Bolao, que ni las espuelas se había quitado, bajó las escaleras, y las muchachas, arregladas lo mejor que pudieron con el auxilio del surtido y variado guardarropa de Florinda, que había vuelto a sus costumbres de aseo y de elegancia, descendieron, y encontrando los coches listos bajo la dirección de Benito, el antiguo cochero de Aurora, que tan pronto servía en Palacio como en la quinta, montaron en ellos, y a trote largo en instantes habían pasado la garita de San Lázaro.

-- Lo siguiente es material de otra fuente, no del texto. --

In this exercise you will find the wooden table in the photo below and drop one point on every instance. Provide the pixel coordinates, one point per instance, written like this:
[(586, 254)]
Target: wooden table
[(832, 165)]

La calzada, de ordinario tan sola, tan árida y como si fuese un gran puente echado al través de las lagunas fangosas, estaba en esos momentos animada y hasta risueña. Lucidos equipajes, de dos y cuatro caballos o mulas; coches de alquiler caminando lenta y trabajosamente; gente de a caballo en grupos; indias con fruta; dulceros; mujeres del pueblo; un mundo curioso, entusiasmado, como si fuese a una romería, se movía con el objeto de ver el campamento de los guardias nacionales, y de abrazar a sus deudos y amigos antes que comenzase la terrible embestida de las tropas enemigas.